If so, how was Codex deployed solo? Did they just sample it many times on the same prompt until it produced something that passed the tests? Or something more sophisticated?
They didn't reveal this publicly. We can only guess here.
This makes no sense to me. Do you assume solo-Codex exploited the prompts submitted by other competitors? Or that the assistant-Codexes communicated with each other somehow? I kinda doubt either of those happened.
After I was done, I played around with Codex (from a new account). You could only use Codex in the editors within problems. In one of the problems, I cleared the editor and just put in a simple prompt (unrelated to the problem).
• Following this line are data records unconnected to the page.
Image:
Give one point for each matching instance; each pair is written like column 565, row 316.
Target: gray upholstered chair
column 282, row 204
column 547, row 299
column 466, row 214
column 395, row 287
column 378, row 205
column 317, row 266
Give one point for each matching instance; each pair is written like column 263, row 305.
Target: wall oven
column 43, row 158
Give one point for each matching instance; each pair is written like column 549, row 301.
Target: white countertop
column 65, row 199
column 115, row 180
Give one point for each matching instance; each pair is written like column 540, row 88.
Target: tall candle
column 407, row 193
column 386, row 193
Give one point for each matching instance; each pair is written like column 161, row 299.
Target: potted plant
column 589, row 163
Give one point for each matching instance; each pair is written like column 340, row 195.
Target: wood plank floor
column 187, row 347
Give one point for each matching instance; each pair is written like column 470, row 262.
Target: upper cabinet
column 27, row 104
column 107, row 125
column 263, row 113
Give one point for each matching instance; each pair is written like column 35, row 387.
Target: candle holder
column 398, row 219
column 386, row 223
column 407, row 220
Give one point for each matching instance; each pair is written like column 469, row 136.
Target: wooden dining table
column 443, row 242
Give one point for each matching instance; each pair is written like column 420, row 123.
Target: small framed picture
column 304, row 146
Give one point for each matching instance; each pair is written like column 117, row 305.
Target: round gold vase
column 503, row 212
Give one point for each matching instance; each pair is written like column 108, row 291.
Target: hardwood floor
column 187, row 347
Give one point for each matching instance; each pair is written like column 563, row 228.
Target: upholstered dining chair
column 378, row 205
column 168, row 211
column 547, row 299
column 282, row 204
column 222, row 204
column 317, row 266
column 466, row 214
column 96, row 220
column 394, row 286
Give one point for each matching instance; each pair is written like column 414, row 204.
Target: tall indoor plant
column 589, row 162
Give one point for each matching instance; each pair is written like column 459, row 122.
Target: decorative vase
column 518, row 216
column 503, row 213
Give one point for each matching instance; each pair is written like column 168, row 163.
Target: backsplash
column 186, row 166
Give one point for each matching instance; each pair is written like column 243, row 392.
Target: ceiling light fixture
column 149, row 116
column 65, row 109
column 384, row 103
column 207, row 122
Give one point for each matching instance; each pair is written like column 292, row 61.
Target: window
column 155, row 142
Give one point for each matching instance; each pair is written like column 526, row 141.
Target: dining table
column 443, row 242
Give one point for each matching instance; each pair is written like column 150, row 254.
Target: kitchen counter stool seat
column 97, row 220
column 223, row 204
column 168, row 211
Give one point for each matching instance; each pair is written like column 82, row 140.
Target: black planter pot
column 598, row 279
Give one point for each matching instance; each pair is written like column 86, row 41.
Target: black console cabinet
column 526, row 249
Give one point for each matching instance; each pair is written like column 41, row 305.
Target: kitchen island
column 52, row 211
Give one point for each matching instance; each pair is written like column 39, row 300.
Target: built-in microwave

I remember in one of the assists, it actually generated the code for that specific problem. This is why I assumed there is some state saving, or context awareness.
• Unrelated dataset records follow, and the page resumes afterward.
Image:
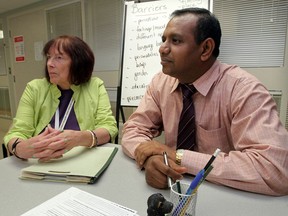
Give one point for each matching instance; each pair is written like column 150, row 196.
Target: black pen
column 212, row 159
column 166, row 162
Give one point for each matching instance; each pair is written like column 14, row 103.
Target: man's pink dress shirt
column 234, row 112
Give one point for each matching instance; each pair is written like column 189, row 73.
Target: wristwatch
column 179, row 155
column 16, row 142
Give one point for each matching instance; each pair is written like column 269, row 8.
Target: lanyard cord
column 64, row 120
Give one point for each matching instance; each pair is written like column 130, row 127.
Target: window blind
column 253, row 32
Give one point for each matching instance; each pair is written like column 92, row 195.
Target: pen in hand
column 167, row 164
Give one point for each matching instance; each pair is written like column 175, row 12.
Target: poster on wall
column 19, row 48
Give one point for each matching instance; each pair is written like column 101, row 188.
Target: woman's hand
column 56, row 146
column 25, row 148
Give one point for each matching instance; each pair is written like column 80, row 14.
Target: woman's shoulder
column 39, row 83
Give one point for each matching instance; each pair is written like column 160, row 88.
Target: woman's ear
column 208, row 46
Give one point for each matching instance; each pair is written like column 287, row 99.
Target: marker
column 167, row 164
column 195, row 182
column 217, row 151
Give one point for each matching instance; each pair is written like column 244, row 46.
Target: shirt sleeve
column 258, row 159
column 104, row 116
column 22, row 126
column 144, row 124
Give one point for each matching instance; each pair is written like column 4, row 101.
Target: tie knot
column 187, row 90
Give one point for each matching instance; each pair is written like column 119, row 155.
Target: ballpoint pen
column 166, row 162
column 217, row 151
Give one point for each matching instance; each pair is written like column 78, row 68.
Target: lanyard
column 64, row 120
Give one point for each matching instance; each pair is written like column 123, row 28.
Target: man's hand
column 156, row 171
column 150, row 148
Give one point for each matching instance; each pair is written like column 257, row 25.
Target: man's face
column 180, row 55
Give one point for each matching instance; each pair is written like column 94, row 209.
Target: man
column 233, row 112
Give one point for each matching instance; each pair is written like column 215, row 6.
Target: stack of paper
column 74, row 201
column 80, row 164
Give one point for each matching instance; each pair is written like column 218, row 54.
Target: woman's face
column 58, row 65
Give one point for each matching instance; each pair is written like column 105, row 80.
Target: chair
column 4, row 150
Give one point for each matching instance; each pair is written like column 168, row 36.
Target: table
column 125, row 184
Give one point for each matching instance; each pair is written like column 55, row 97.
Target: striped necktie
column 186, row 130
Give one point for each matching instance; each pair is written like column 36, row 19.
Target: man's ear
column 208, row 46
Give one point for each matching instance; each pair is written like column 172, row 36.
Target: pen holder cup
column 182, row 204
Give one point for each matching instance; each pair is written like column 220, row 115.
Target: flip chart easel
column 143, row 25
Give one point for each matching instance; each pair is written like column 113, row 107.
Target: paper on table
column 78, row 165
column 74, row 201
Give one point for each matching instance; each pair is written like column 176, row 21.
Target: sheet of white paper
column 75, row 202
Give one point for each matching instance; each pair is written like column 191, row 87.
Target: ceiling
column 7, row 5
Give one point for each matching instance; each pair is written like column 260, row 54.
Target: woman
column 66, row 109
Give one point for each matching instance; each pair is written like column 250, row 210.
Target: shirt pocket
column 209, row 140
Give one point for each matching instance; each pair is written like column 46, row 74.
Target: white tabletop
column 125, row 184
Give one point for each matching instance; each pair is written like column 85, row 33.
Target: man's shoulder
column 161, row 78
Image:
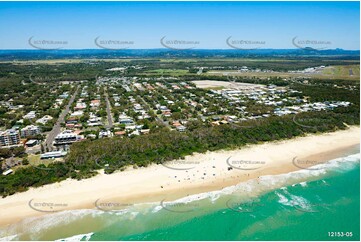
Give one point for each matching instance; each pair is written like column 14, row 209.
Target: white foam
column 78, row 237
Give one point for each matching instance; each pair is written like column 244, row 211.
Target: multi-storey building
column 9, row 137
column 30, row 130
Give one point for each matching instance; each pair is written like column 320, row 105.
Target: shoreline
column 208, row 172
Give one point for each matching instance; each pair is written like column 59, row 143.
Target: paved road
column 156, row 115
column 57, row 127
column 110, row 118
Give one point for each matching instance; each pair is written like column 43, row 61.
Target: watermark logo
column 111, row 206
column 111, row 44
column 307, row 164
column 178, row 44
column 47, row 207
column 244, row 44
column 179, row 207
column 43, row 44
column 243, row 207
column 241, row 164
column 307, row 44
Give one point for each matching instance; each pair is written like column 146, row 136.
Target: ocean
column 319, row 203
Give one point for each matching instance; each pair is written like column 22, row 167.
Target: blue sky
column 209, row 23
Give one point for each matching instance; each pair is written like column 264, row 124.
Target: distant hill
column 167, row 53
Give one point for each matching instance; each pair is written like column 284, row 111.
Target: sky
column 203, row 25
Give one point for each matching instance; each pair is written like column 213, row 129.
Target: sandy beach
column 195, row 174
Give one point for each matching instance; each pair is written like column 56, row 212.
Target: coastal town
column 118, row 106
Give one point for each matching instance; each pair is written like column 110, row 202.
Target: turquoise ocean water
column 310, row 204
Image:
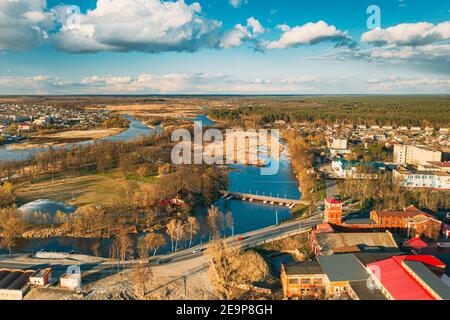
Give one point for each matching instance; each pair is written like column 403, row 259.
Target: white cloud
column 199, row 83
column 136, row 25
column 307, row 34
column 23, row 24
column 408, row 34
column 237, row 3
column 240, row 34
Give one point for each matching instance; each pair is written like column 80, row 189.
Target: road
column 250, row 239
column 332, row 190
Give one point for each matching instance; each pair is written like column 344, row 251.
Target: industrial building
column 14, row 283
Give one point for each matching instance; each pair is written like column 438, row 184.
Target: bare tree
column 154, row 241
column 229, row 221
column 215, row 220
column 12, row 225
column 231, row 266
column 171, row 227
column 194, row 227
column 141, row 274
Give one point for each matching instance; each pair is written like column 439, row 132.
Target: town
column 18, row 121
column 372, row 222
column 225, row 158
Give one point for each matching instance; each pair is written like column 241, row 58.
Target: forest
column 368, row 110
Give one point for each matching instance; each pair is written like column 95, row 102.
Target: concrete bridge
column 264, row 199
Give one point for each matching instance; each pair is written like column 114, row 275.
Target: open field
column 83, row 134
column 81, row 188
column 65, row 137
column 172, row 110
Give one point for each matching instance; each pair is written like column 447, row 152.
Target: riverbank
column 64, row 138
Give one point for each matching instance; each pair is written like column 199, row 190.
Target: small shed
column 42, row 277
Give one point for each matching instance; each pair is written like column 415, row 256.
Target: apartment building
column 409, row 178
column 408, row 154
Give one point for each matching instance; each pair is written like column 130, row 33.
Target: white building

It's hard to monitor most work in the short term, so having the engagements be longer-term makes it possible to adjust job and compensation based on years' of output rather than the latest delivery.
Fair point. I agree, I am exaggerating the effectiveness of certain elements. And downplaying the necessity of others.
Although, there's an inherent survivorship bias to favour a longer-term contract, because we've never experienced an efficient short-term engagement model, at scale, before. But I do believe this adjustment buffer will shorten with time, as the tendency of finer hiring accelerates. And, short-term alignment and work efficiency will increase, as everyone adapts to a "faster" work culture.
Yes but there's generally a long enough buffer before the messenger apps change status.
Working on something personal, reading some blog, general web surfing, etc., I feel, constitute 80% of "alt work" sessions. These scenarios won't register on instant-messenger as "away". It is not about going out for a one-hour walk in the middle of the day, without informing anyone. It is these bursts of freedom, and the ability to switch context, unmonitored.
Also, pinging someone for feedback, checking someone's status or organizing group activities, seems like a less efficient monitoring medium (over constantly being in their range of vision).
I had the same experience (50 mins for first problem, as seen in the post). I agree, it is possible that the server issues biased the stats greatly.